Featured Historic Landmarks, Sites & Buildings

Historic Site of the week

Roman Walls of Lugo

Roman Walls of Lugo are an exceptional architectural, archaeological and constructive legacy of Roman engineering, dating from the 3rd and 4th centuries AD. The Walls are built of internal and external stone facings of slate with some granite, with a core filling of a conglomerate of slate slabs and worked stone pieces from Roman buildings, interlocked with lime mortar.

Their total length of 2117 m in the shape of an oblong rectangle occupies an area of 1.68 ha. Their height varies between 8 and 10 m, with a width of 4.2 m, reaching 7 m in some specific points. The walls still contain 85 external towers, 10 gates (five of which are original and five that were opened in modern times), four staircases and two ramps providing access to the walkway along the top of the walls, one of which is internal and the other external.

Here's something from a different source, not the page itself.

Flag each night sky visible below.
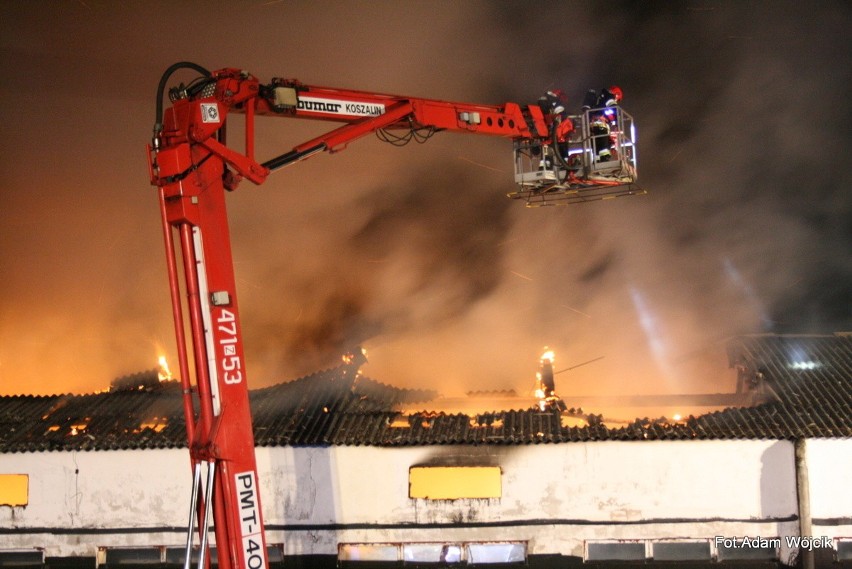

Each tower contained access stairs leading from the intervallum to the wall walk of town wall, of which a total of 21 have been discovered to date.

The defences of Lugo are the most complete and best preserved example of Roman military architecture in the Western Roman Empire.

Despite the renovation work carried out, the walls conserve their original layout and the construction features associated with their defensive purpose, with walls, battlements, towers, fortifications, both modern and original gates and stairways, and a moat.

Since they were built, the walls have defined the layout and growth of the city, which was declared a Historical-Artistic Ensemble in 1973, forming a part of it and becoming an emblematic structure that can be freely accessed to walk along. The local inhabitants and visitors alike have used them as an area for enjoyment and as a part of urban life for centuries.

The fortifications were added to UNESCO"s World Heritage List in late 2000 and are a popular tourist attraction.